On his latest album, The Humble Warrior, Escoffery pays homage to those figures with his most ambitious and wide-ranging set to date. While Escoffery himself strives to represents the tenets of a Humble Warrior, it would be easy for him to act otherwise given his stand-out career and ample accolades. A Grammy Award and DownBeat Critics Poll winner, he has performed with a who’s who of jazz including Herbie Hancock, Ron Carter, Abdullah Ibrahim, Al Foster, Billy Hart, Eddie Henderson, Wallace Roney and others. He has been a member of the Mingus Dynasty, Big Band and Orchestra since 2000 and toured and recorded with Tom Harrell for over a decade.
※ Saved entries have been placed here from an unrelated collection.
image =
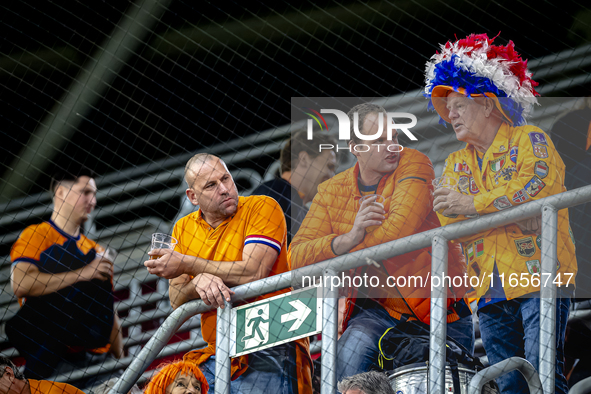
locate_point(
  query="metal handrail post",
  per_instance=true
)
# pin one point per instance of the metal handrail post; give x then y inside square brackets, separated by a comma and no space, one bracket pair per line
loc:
[328,371]
[223,363]
[582,387]
[494,371]
[149,352]
[547,357]
[438,323]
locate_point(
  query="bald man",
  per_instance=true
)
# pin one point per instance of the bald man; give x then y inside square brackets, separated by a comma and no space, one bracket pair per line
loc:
[231,241]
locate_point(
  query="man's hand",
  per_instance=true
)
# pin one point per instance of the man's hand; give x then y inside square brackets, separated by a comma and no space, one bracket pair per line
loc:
[212,290]
[531,225]
[453,203]
[369,214]
[169,265]
[99,268]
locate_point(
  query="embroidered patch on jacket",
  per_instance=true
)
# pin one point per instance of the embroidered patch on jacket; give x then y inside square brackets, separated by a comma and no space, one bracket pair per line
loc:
[540,151]
[525,247]
[534,186]
[506,173]
[462,167]
[464,183]
[533,266]
[513,154]
[541,169]
[520,196]
[502,203]
[497,164]
[473,187]
[538,138]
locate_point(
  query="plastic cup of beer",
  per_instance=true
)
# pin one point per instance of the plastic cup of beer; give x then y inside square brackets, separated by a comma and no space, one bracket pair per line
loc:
[378,200]
[162,241]
[108,254]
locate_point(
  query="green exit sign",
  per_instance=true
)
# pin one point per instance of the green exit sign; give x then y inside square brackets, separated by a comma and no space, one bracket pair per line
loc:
[276,320]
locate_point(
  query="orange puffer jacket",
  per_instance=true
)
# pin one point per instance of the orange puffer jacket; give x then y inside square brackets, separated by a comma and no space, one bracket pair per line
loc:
[409,210]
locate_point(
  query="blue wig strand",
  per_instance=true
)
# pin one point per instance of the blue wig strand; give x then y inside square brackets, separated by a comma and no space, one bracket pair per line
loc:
[446,73]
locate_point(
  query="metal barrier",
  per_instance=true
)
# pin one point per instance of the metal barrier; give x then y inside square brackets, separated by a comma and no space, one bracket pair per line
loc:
[582,387]
[511,364]
[437,238]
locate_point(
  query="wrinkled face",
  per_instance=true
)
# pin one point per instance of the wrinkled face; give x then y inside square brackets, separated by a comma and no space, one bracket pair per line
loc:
[380,155]
[184,384]
[467,117]
[75,201]
[322,168]
[213,189]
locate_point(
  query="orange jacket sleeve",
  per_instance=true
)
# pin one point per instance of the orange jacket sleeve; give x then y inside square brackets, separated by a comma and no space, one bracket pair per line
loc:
[411,203]
[313,241]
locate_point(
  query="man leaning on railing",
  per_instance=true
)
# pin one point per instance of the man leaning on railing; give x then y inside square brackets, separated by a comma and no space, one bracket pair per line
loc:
[231,241]
[485,91]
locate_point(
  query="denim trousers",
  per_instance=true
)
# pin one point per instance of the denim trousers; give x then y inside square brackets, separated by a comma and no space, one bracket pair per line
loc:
[269,370]
[357,349]
[512,328]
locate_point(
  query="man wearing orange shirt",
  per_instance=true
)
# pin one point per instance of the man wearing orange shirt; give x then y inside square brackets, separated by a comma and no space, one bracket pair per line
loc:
[338,223]
[13,382]
[64,284]
[231,241]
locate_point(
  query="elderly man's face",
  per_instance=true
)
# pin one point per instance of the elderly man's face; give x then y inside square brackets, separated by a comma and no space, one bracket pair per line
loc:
[214,189]
[467,117]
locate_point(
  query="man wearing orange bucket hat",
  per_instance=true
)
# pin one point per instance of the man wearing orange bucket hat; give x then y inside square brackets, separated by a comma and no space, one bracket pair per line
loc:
[486,92]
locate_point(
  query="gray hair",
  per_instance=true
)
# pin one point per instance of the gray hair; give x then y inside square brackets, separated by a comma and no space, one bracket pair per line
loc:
[196,162]
[362,110]
[369,382]
[5,362]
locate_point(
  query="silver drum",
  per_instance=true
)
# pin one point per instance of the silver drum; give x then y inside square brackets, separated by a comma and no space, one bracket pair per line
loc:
[414,379]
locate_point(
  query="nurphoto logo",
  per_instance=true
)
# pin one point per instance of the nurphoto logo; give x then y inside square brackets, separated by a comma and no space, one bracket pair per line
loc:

In addition to his Quartet, Escoffery co-leads the Black Art Jazz Collective along with other leading voices of his generation and the next.
The Humble Warrior marks Escoffery’s leader debut for Smoke Sessions Records, where he’s previously recorded with the trombonist Steve Davis. The album features the return of Escoffery’s stellar quartet featuring pianist David Kikoski, bassist Ugonna Okegwo and drummer Ralph Peterson. Trumpet great Randy Brecker and guitarist David Gilmore supplement the band for Escoffery’s breathtaking arrangement of several parts of Benjamin Britten’s Missa Brevis in D. Vaughn Escoffery, Wayne’s son, also makes a powerful debut on the Benedictus.
“We lost a lot of really great musicians in 2018 and 2019,” he says. “People like Roy Hargrove, Harold Mabern, Larry Willis, Richard Wyands, Lawrence Leathers, and, most recently, Jimmy Heath. I would describe all of those musicians as “Humble Warriors.” I have a lot of admiration and respect for them; they were all great warriors of the music but always allowed the music to keep them humble. They all exemplified the utmost humility and integrity despite their superior abilities. I hope to maintain those same traits in my musical endeavors.”